Les sadducéens, nous a dit l’évangile, c’est ce courant religieux qui ne croit pas en la résurrection. Vous aurez peut-être remarqué que Jésus balaye cette question en affirmant que Moïse y faisait déjà allusion, comme une sorte d’évidence. En vérité, c’est formalisé assez tard dans l’histoire de la foi d’Israël, c’est à l’époque des martyrs d’Israël, environ un siècle avant la naissance de Jésus, l’époque dont il était question dans la 1ère lecture tout à l’heure. Le constat est tout simple : si des croyants sont prêts à donner leur vie pour Dieu et au nom de Dieu, alors Dieu ne les oubliera pas ; alors Dieu qui est le Dieu de la vie, le Dieu non pas des morts mais des vivants, Dieu qui est forcément « quelque part » – mettez des guillemets – les prendra avec lui, auprès de lui. C’est une espérance qui devient avec Jésus une promesse et même un appel.
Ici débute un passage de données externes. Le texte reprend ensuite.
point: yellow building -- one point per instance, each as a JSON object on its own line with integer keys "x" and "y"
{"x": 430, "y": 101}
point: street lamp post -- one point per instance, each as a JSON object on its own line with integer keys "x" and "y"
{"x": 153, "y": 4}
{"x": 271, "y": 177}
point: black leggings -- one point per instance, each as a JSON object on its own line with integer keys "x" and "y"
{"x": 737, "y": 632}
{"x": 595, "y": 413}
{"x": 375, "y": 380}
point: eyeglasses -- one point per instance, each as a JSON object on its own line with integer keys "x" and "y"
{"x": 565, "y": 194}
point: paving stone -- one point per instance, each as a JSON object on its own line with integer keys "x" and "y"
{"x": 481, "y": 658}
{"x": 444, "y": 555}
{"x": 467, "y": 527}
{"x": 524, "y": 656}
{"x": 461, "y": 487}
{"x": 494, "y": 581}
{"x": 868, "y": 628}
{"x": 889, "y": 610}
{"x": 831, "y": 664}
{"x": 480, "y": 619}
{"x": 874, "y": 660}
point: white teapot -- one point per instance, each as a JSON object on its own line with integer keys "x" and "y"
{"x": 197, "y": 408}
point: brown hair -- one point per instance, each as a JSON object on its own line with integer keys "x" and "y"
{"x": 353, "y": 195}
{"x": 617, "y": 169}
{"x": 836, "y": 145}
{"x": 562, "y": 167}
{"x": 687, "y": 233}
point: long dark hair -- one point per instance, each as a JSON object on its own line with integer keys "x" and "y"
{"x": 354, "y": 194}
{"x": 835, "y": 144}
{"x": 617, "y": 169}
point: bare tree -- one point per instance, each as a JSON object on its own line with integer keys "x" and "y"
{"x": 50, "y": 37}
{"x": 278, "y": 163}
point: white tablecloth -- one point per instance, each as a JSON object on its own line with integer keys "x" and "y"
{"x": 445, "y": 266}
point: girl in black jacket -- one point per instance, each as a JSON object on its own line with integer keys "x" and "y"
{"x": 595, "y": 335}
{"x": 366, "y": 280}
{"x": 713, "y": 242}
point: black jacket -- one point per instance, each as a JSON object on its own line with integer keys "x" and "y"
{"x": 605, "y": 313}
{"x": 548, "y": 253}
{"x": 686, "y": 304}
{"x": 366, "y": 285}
La résurrection c’est un « mystère », qui est livré à notre foi, c’est une invitation à la confiance, et c’est en tout cas une promesse qui peut être un véritable moteur de vie, même au cœur de nos expériences douloureuse du mal et de la souffrance. Car la résurrection c’est la promesse que quoi qu’il arrive, avec Dieu qui veut nous sauver, Dieu qui veut pour nous la vie, quoi qu’il arrive, si nous l’associons à ce que nous traversons, alors nous ferons avec lui l’expérience que la vie, même imperceptible, est plus forte que tout mal et que toute mort. La résurrection c’est la promesse qu’avec Dieu la vie est et sera plus forte que tout mal et que toute mort, même malgré les apparences. C’est notre espérance, c’est notre foi, c’est ce que Jésus a vécu lui-même en sa chair.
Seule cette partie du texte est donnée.